Lorsque nous avons organisé des laboratoires d’action en matière d’équité avec IHI, où nous avons invité la communauté à participer à la conception conjointe d’améliorations des soins, elle nous a dit : « Nous voulons que tous les prestataires de cet hôpital comprennent les préjugés implicites et le racisme structurel. » C’est là que la conception conjointe est si importante, car je ne pense pas que nous aurions commencé à nous concentrer sur ce sujet sans obtenir cette contribution. Et la communauté a clairement indiqué qu’il était important de faire plus que de consacrer quelques heures à une seule formation. Elle veut que nos hôpitaux considèrent cela comme un changement de culture à vie.
L’autre point important de ces laboratoires d’action sur l’équité avec IHI est qu’ils prouvent que l’équité peut faire partie du mouvement d’amélioration de la qualité.
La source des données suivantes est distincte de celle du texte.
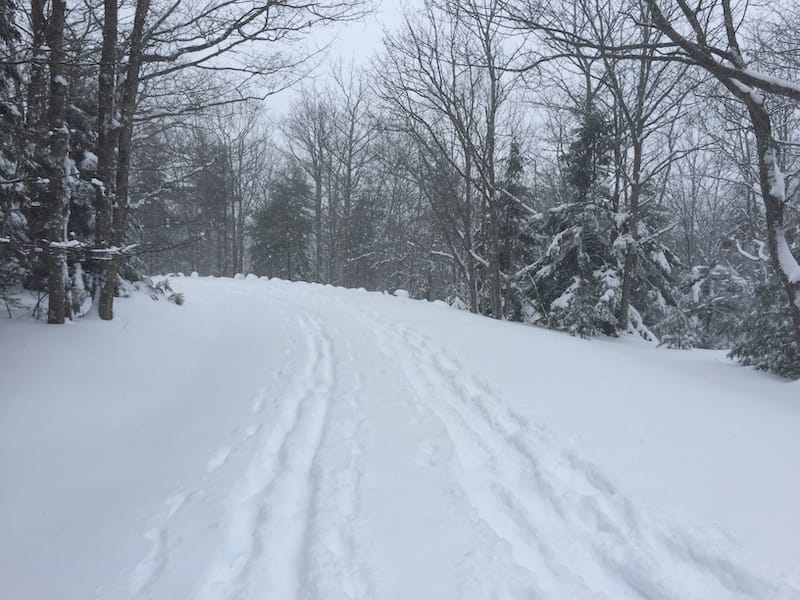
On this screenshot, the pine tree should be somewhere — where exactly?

Dans de nombreux endroits où je me rends, les gens considèrent l’équité comme une stratégie et l’amélioration de la qualité comme une autre. Il n’y a pas de qualité sans équité. Si seules certaines personnes bénéficient des améliorations que vous apportez, comment pouvez-vous dire que vous fournissez des soins de haute qualité ?
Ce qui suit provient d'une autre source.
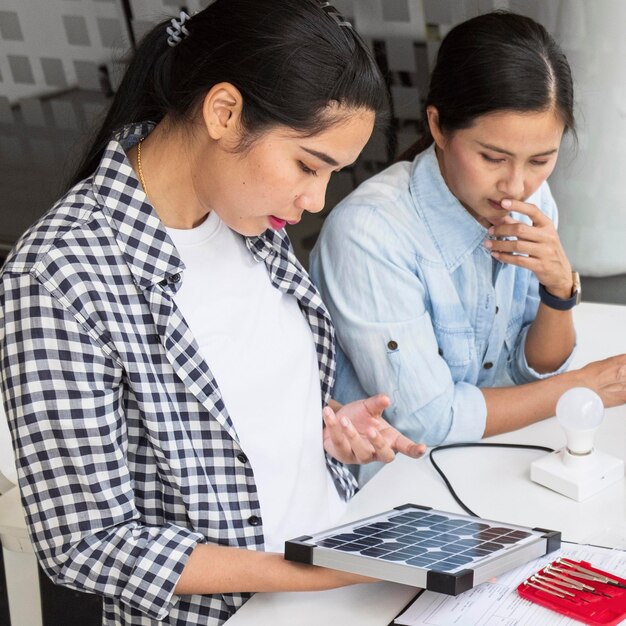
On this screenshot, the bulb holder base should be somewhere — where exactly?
[530,448,624,502]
Par exemple, certains États ont fait de grands progrès en matière de santé maternelle. L’État de Californie en est un bon exemple, mais l’écart entre les résultats obtenus par les femmes noires et les femmes blanches s’est accru au fil des années, depuis que les efforts visant à améliorer la qualité des soins prodigués aux femmes enceintes ont été entrepris.
Décryptons cela. La Californie s'est concentrée sur l'utilisation de certains outils cliniques pour des choses comme la fourniture d'un traitement dans l'heure suivant le diagnostic d'hypertension artérielle chez une femme enceinte. Si un hôpital californien n'examinait pas ses données par race, il pourrait sembler qu'il s'en soit bien sorti.
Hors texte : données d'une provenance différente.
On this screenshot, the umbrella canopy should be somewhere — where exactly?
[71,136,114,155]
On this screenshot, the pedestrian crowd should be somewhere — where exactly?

Mais lorsqu’ils ont examiné les données par race, ils ont constaté que les femmes noires ne bénéficiaient pas de ce traitement en temps opportun. Une explication possible est que beaucoup d’entre nous partent du principe que les femmes noires souffrent toujours d’hypertension et que nous ne prenons donc pas la situation au sérieux lorsque nous la constatons. Nous disons : « Oh, c’était seulement 150, 160. Elle est noire. Attendons. » Et puis, la patiente se retrouve aux soins intensifs en train de convulser à cause de nos propres préjugés. C’est pourquoi il est si important de recueillir et d’analyser les données sur la race et l’ethnicité jusqu’à ce que nous cessions de voir des différences selon la race et l’ethnicité. Si vous ne le faites pas, vous ne savez pas avec certitude que vous fournissez de meilleurs soins [à tous les patients].
Si vous n’allez pas plus loin, si vous n’êtes pas prêt à rechercher les inégalités en matière de soins, vous allez supposer que tout va bien alors que ce n’est pas le cas. Nous avons tous des angles morts. Nous devons être prêts à les identifier et à faire quelque chose pour y remédier.
Note de l'éditeur : Cette interview a été modifiée pour des raisons de longueur et de clarté et a été mise à jour le 9 avril 2020.